Nottingham and Leicester City Libraries were both providing well-used music and drama sets services, loaning material to local amateur groups who wouldn’t be able to afford the rates from commercial publishers. However, this was at a cost that neither local authority could continue to support. Nottingham City Council showed strong leadership by persisting in trying to find a solution, approaching Leicester to discuss the idea of combining the two services.
Nottingham proactively communicated and engaged with the music and drama community in Nottingham/shire and Leicester/shire at every stage. They also sought both local and national partnerships, including with Making Music as the UK-wide body representing music groups, and with their local voluntary sector organisations who would be users of the service.
The project is completely innovative. It has commissioned the first purpose-built music library IT system, allowing users to browse the catalogue online, to view the availability of material in real time, and to make reservations of music sets up to a year in advance. It reduces staff time spent on administrative tasks, enabling them to instead provide expert musical advice.

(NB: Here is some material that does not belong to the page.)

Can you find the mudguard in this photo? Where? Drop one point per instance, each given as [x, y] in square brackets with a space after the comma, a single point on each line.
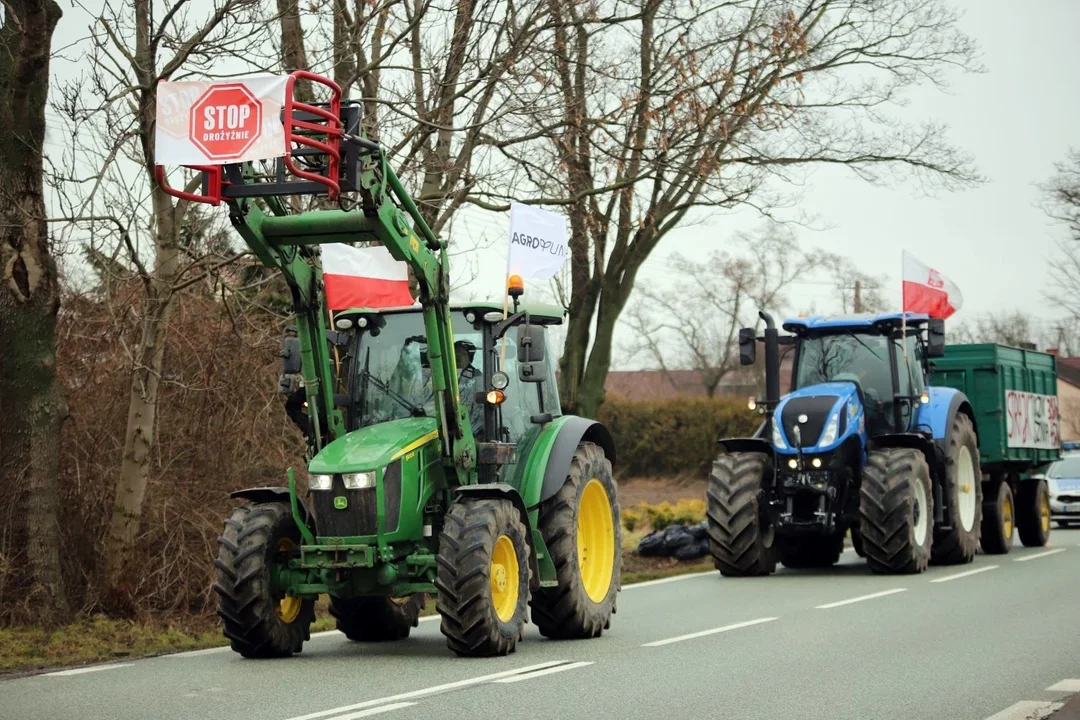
[270, 494]
[503, 491]
[570, 433]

It is also the first regional hub performing arts library, a model now being considered by other local authorities.
The business plan for the new NPALS was built on ultimate sustainability: it projects break-even within two years, subsequently generating sufficient surplus to cover ongoing capital costs and paying back its capital investment over five years. This service can therefore remain under the wings of the local authority, supporting music and drama groups long-term, without it costing the local authority anything.